Why csv file processing is so slow?

mepython · Jan 28, 2005

I want to process csv file. Here is small program in python and ruby:

[root@taamportable GMS]# cat x.py
import csv
reader = csv.reader(file('x.csv'))
header = reader.next()
count = 0
for data in reader:
count += 1
print count

[root@taamportable GMS]# cat x.rb
require 'csv'
reader = CSV.open('x.csv', 'r')
header = reader.shift
count = 0
reader.each {|data|
count += 1
}
p count

*******************************************************
Here is processing time: As you can see ruby is way to slow. Is there
anything to do about ruby code?
*******************************************************
[root@taamportable GMS]# time python x.py
26907

real 0m0.311s
user 0m0.302s
sys 0m0.009s

[root@taamportable GMS]# time ruby x.rb
26907

real 1m48.296s
user 1m36.853s
sys 0m11.188s

Robert Klemme · Jan 28, 2005

mepython said:
I want to process csv file. Here is small program in python and ruby:

[root@taamportable GMS]# cat x.py
import csv
reader = csv.reader(file('x.csv'))
header = reader.next()
count = 0
for data in reader:
count += 1
print count

[root@taamportable GMS]# cat x.rb
require 'csv'
reader = CSV.open('x.csv', 'r')
header = reader.shift
count = 0
reader.each {|data|
count += 1
}
p count

*******************************************************
Here is processing time: As you can see ruby is way to slow. Is there
anything to do about ruby code?

First I'd try to figure whether it's IO that's slow or CSV. Did you test
with something like this:

File.open('x.csv') do |reader|
count = 0
reader.each {|data| count += 1}
p count
end

Does it make a huge difference?

Kind regards

robert

*******************************************************
[root@taamportable GMS]# time python x.py
26907

real 0m0.311s
user 0m0.302s
sys 0m0.009s

[root@taamportable GMS]# time ruby x.rb
26907

real 1m48.296s
user 1m36.853s
sys 0m11.188s

mepython · Jan 28, 2005

It is csv module: reading file seems like half the speed of python. So
real slowness is coming from csv

count = 0
File.open('x.csv') do |reader|
reader.each {|data| count += 1}
end
p count

[root@taamportable GMS]# time ruby x1.rb
26908

real 0m0.077s
user 0m0.060s
sys 0m0.016s

[root@taamportable GMS]# time python x1.py
26908

real 0m0.041s
user 0m0.032s
sys 0m0.010s

Andrew Johnson · Jan 28, 2005

Here is processing time: As you can see ruby is way to slow. Is there
anything to do about ruby code?

Well, the python library csv.py uses the underlying _csv module which
is written in C ... Ruby's standard-lib csv.rb is all Ruby. I don't
know of any csv extensions for Ruby.

regards,
andrew

mepython · Jan 28, 2005

Thanks andrew. I should have look into module before posting.
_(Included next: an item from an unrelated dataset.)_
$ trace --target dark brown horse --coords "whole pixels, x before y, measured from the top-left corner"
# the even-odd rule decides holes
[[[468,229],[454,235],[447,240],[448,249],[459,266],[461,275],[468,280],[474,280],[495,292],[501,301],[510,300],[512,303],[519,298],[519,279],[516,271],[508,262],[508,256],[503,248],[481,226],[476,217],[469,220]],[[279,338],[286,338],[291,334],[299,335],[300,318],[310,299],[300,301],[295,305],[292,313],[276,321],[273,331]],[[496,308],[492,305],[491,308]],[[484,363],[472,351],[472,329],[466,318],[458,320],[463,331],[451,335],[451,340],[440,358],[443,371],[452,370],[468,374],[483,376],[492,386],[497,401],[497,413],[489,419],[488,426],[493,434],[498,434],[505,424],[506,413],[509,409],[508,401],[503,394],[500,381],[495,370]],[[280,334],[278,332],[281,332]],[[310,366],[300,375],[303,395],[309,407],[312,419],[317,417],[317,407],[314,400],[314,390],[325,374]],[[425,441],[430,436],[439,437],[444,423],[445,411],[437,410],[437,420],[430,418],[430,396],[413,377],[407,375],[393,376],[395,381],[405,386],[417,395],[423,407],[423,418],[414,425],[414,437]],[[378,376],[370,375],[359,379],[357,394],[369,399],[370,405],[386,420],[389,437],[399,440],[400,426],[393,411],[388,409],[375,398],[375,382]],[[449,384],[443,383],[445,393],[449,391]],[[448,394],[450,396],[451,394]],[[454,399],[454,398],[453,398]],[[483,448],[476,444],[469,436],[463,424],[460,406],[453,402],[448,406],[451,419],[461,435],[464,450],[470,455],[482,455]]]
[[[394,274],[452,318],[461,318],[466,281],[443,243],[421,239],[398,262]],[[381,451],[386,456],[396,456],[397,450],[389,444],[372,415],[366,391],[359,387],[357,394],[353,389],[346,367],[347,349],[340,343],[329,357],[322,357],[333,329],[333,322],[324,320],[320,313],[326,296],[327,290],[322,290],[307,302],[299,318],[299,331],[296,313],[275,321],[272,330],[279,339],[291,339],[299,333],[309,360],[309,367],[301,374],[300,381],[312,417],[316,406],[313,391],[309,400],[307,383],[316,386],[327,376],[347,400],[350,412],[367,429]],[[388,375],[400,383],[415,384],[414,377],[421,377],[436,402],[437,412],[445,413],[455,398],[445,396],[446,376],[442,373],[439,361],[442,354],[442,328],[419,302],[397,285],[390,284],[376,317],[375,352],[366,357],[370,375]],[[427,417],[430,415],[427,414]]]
Robert Klemme · Jan 28, 2005

mepython said:
It is csv module: reading file seems like half the speed of python. So
real slowness is coming from csv

count = 0
File.open('x.csv') do |reader|
reader.each {|data| count += 1}
end
p count

[root@taamportable GMS]# time ruby x1.rb
26908

real 0m0.077s
user 0m0.060s
sys 0m0.016s

[root@taamportable GMS]# time python x1.py
26908

real 0m0.041s
user 0m0.032s
sys 0m0.010s

As a simple CSV replacement you could try this:

File.open('x.csv') do |reader|
reader.each {|line|
count += 1
data = line.split(/,/)
}
end
p count

Depending on your data that might or might not be sufficient. Regexps can
be arbitrarily sophisticated. Here's another one:

data = []
line.scan( %r{
"((?:[^\\"]|\\")*)" |
'((?:[^\\']|\\')*)' |
([^,]+)
}x ){|m| data << m.find {|x|x}}

)

robert

William James · Jan 28, 2005

Robert said:
Depending on your data that might or might not be sufficient. Regexps can
be arbitrarily sophisticated. Here's another one:

data = []
line.scan( %r{
"((?:[^\\"]|\\")*)" |
'((?:[^\\']|\\')*)' |
([^,]+)
}x ){|m| data << m.find {|x|x}}

I borrowed your regexp.

% class String
% def parse_csv
% a = self.scan(
% %r{ "( (?: [^\\"] | \\")* )" |
% '( (?: [^\\'] | \\')* )' |
% ( [^,]+ )
% }x ).flatten
% a.delete(nil)
% a
% end
% end
%
% ARGF.each_line { | line |
% p line.chomp.parse_csv
% }

With this input

a,b,"foo, bar",c
"foo isn't \"bar\"",a,b
a,'"just,my,luck"',b

the output is

["a", "b", "foo, bar", "c"]
["foo isn't \\\"bar\\\"", "a", "b"]
["a", "\"just,my,luck\"", "b"]

William James · Jan 29, 2005

William said:
% class String
% def parse_csv
% a = self.scan(
% %r{ "( (?: [^\\"] | \\")* )" |
% '( (?: [^\\'] | \\')* )' |
% ( [^,]+ )
% }x ).flatten
% a.delete(nil)
% a
% end
% end

To test the method parse_csv, I created a 1 megabyte file consisting of
4228 copies of

a,b,"foo, bar",c
"foo isn't \"bar\"",a,b
a,'"just,my,luck"',b
9,9,9,9,9,9,9,9,9,9,9,9,9,9,9,9,9,9,9,9,9,9,9,9,9,9,9,9,9,9
9,9,9,9,9,9,9,9,9,9,9,9,9,9,9,9,9,9,9,9,9,9,9,9,9,9,9,9,9,9
9,9,9,9,9,9,9,9,9,9,9,9,9,9,9,9,9,9,9,9,9,9,9,9,9,9,9,9,9,9

Processing it using parse_csv took about 7 seconds on my computer,
which has a 866MHz pentium processor.

Ruby's standard-lib csv.rb reported an error in the file's format.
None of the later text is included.